While additional clinical trials are underway, this exciting development opens the door to the possibility that in-vivo, single dose, gene therapy may be able to treat or cure other monogenic diseases. In order for this to come to fruition, we now have a proven safe and effective CRISPR Cas-9 platform, what is needed then is basic scientific research to identify the specific genes that cause each of the monogenic diseases.
This brings me to the second development: On July 15th, 2021 – less than a month after this breakthrough in in-vivo gene therapy – the NIH announced almost $80 million in new funding to support research efforts to discover the cause of single-gene diseases and disorders. There are 7000 Mendelian gene diseases affecting several hundred million individuals in the world. The current pace of identifying the genes that cause each of these diseases is about 300 a year. This new NIH funding has the potential to significantly accelerate the pace of these discoveries. The speedy discovery and availability of data surrounding specific mutations and mutagenic causes of disorders will be vital for researchers to better understand, identify, and ultimately develop new gene therapies, faster.
Yes, economic and affordability factors ultimately need to be considered. Especially given the vital role public funding, such as NIH grants, has played in the development of the science that is the basis of so many of these innovations. I will continue to learn and think about ways that these exciting innovations are made broadly affordable and accessible. Perhaps sharing my thoughts and learnings in a subsequent blog.
Beyond science, policy and economics, the other big question is – what are the ethical guardrails for gene editing in humans? There seems to be a growing consensus around the ethics of somatic gene editing, but what about human germline gene editing? More than a year ago, as I discussed in my earlier blog, A Look Back… Eugenics to CRISPR (PBH), I began to explore the ethical implications of novel gene editing technologies. As new advancements are made, and as our understanding evolves, there is an even more urgent need for global collaboration to evaluate and establish ethical guardrails and legal standards for the application of gene editing.
That brings me to the third recent development out of Geneva, Switzerland. On July 12, 2021- the WHO released its first global recommendations on human gene editing for the advancement of public health (WHO). The recommendations are based on over two years of consultations and hundreds of diverse perspectives. They cover both somatic gene editing – modifying a patient’s DNA to treat or cure disease – much like the Intellia therapy; as well as germline and heritable human gene editing. More needs to be done to generate a global consensus, build capacity across countries and establish some mechanism of enforcement. However, this WHO announcement is an important step towards ensuring that humanity can benefit from the immense potential of gene editing to diagnose, cure and treat disease, while still protecting our universal human values.
I hope this blog has brought to life the connections I saw across these three very different developments. Reflecting on these developments, I began to better understand how these various pieces fit into kind of a jigsaw puzzle, or an ecosystem.
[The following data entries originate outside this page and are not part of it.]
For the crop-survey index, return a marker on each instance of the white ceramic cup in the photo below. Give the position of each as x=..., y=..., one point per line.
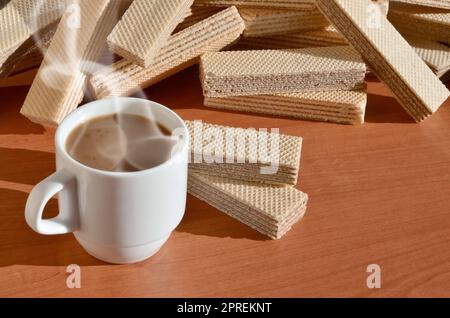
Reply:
x=118, y=217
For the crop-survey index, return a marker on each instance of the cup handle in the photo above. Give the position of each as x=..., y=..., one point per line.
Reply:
x=68, y=218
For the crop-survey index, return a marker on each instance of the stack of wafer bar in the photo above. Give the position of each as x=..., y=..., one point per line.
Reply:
x=182, y=50
x=270, y=210
x=306, y=5
x=342, y=107
x=264, y=22
x=140, y=43
x=419, y=21
x=434, y=54
x=414, y=85
x=245, y=154
x=243, y=73
x=59, y=84
x=247, y=174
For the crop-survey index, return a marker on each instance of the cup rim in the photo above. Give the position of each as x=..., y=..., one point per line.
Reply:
x=61, y=147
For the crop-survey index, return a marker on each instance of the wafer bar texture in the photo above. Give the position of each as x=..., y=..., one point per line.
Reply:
x=268, y=209
x=434, y=54
x=265, y=72
x=443, y=4
x=342, y=107
x=59, y=84
x=181, y=51
x=21, y=19
x=391, y=58
x=428, y=23
x=294, y=40
x=307, y=5
x=197, y=14
x=264, y=22
x=248, y=154
x=145, y=28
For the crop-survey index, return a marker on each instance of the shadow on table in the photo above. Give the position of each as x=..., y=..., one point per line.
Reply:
x=25, y=166
x=19, y=244
x=202, y=219
x=384, y=109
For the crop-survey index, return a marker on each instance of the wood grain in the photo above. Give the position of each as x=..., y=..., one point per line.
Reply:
x=379, y=193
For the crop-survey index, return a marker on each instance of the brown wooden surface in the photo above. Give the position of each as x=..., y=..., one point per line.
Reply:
x=379, y=193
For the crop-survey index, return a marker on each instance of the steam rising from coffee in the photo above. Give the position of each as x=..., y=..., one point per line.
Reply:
x=122, y=142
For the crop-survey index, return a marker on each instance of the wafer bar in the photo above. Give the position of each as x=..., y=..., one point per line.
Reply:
x=428, y=23
x=307, y=5
x=443, y=4
x=246, y=154
x=266, y=72
x=145, y=27
x=392, y=59
x=29, y=55
x=59, y=84
x=182, y=50
x=264, y=22
x=270, y=210
x=434, y=54
x=342, y=107
x=20, y=19
x=197, y=14
x=317, y=38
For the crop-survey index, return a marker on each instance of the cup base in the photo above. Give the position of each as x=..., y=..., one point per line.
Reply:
x=122, y=255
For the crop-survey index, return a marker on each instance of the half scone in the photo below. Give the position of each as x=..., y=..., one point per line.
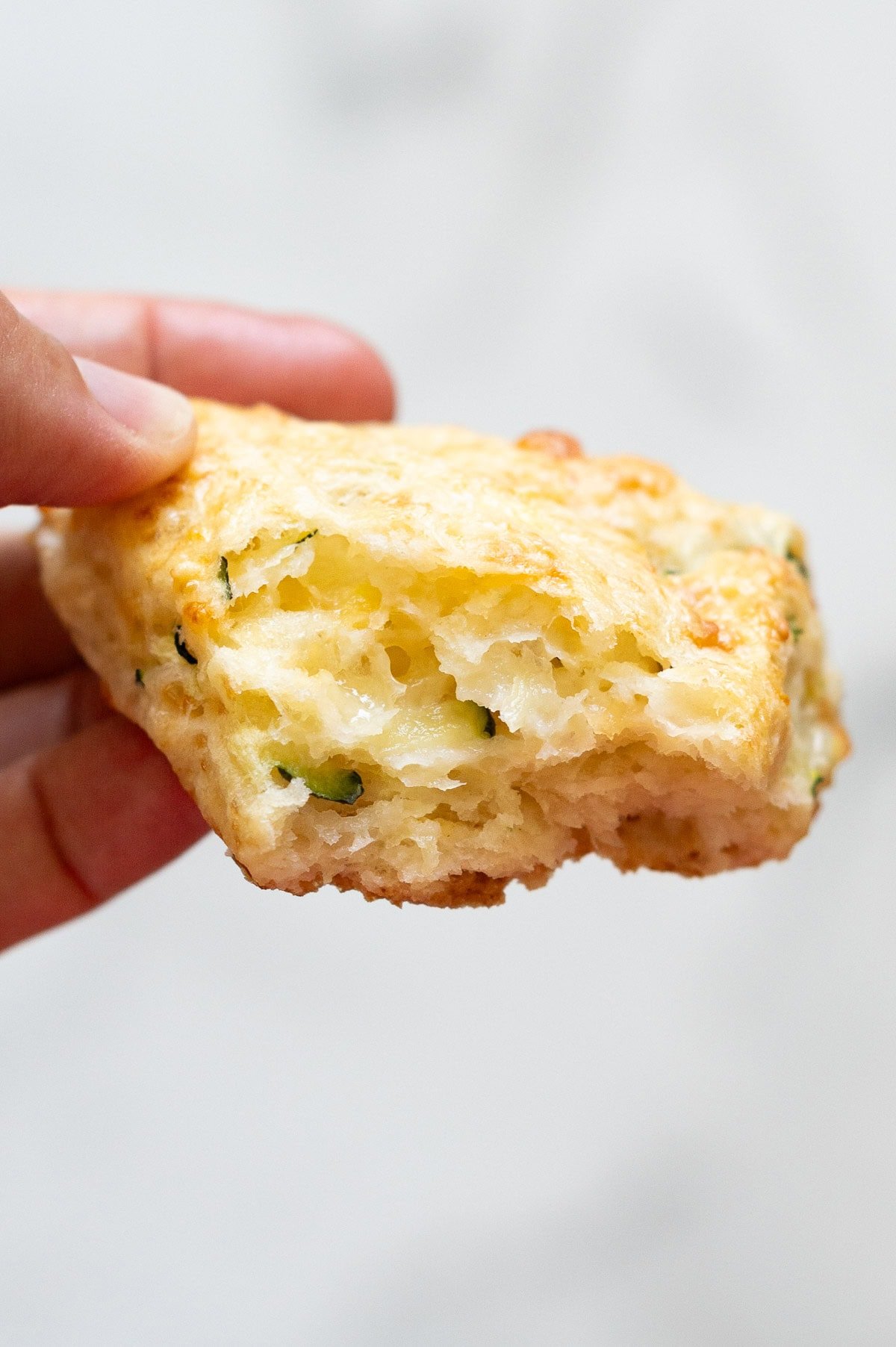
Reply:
x=422, y=662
As I pictured this ecosystem, I observed a couple of virtuous cycles further accelerating the discovery and development of gene therapies.
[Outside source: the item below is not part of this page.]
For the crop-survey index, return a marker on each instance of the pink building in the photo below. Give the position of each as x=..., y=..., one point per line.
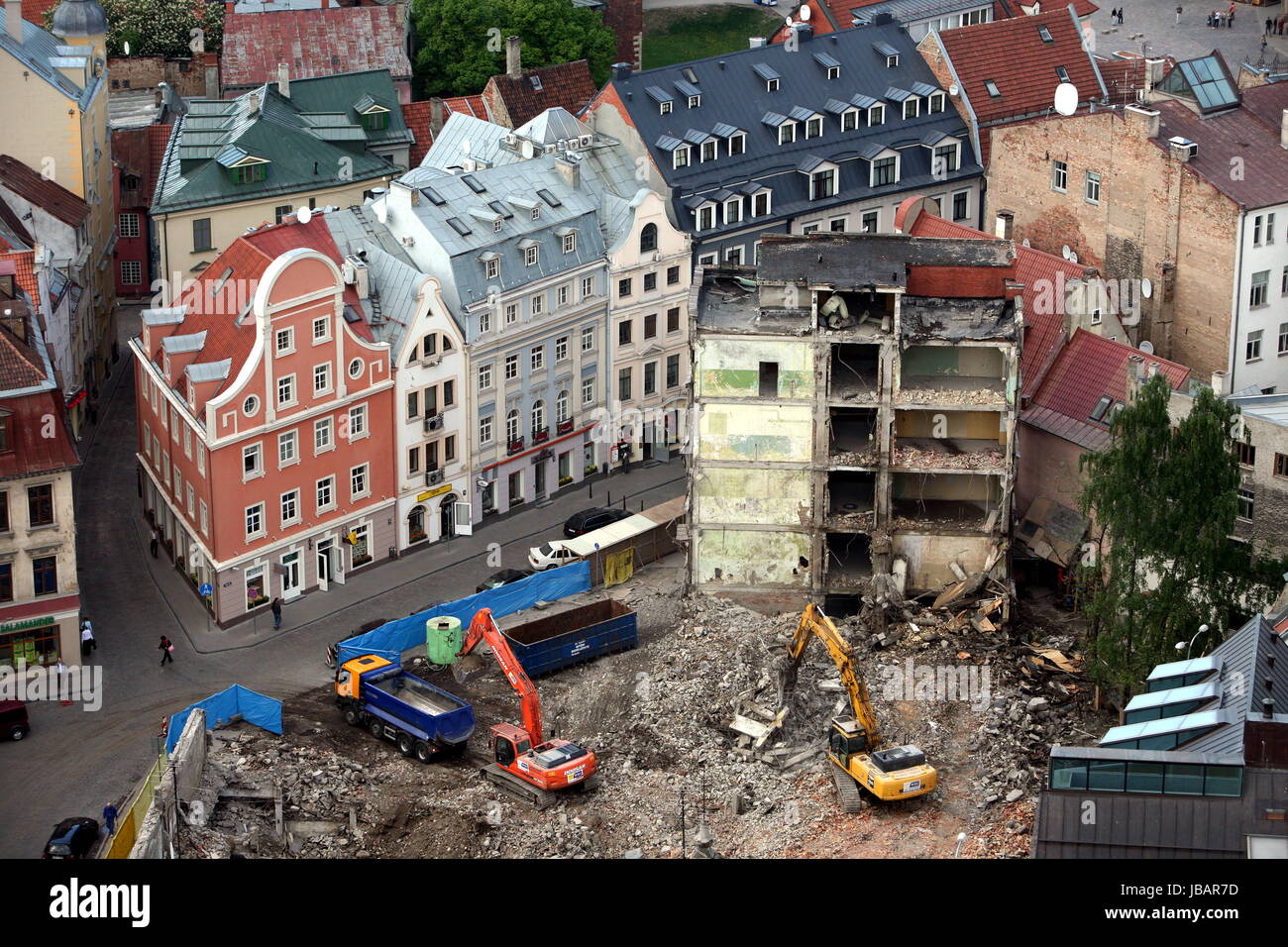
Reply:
x=263, y=401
Finally, these developments reinforce my belief in the need for, and the power of, public-private partnerships and global collaboration to address shared challenges especially in the area of bioethics, and for the prudent advancement of innovations that can improve the health of all our peoples. As a high school student, I am excited about these promising developments. I continue to be fascinated by what I am learning and the personal insights I am able to gain as I research and reflect on these developments through multidisciplinary lenses. This is my PBH at work!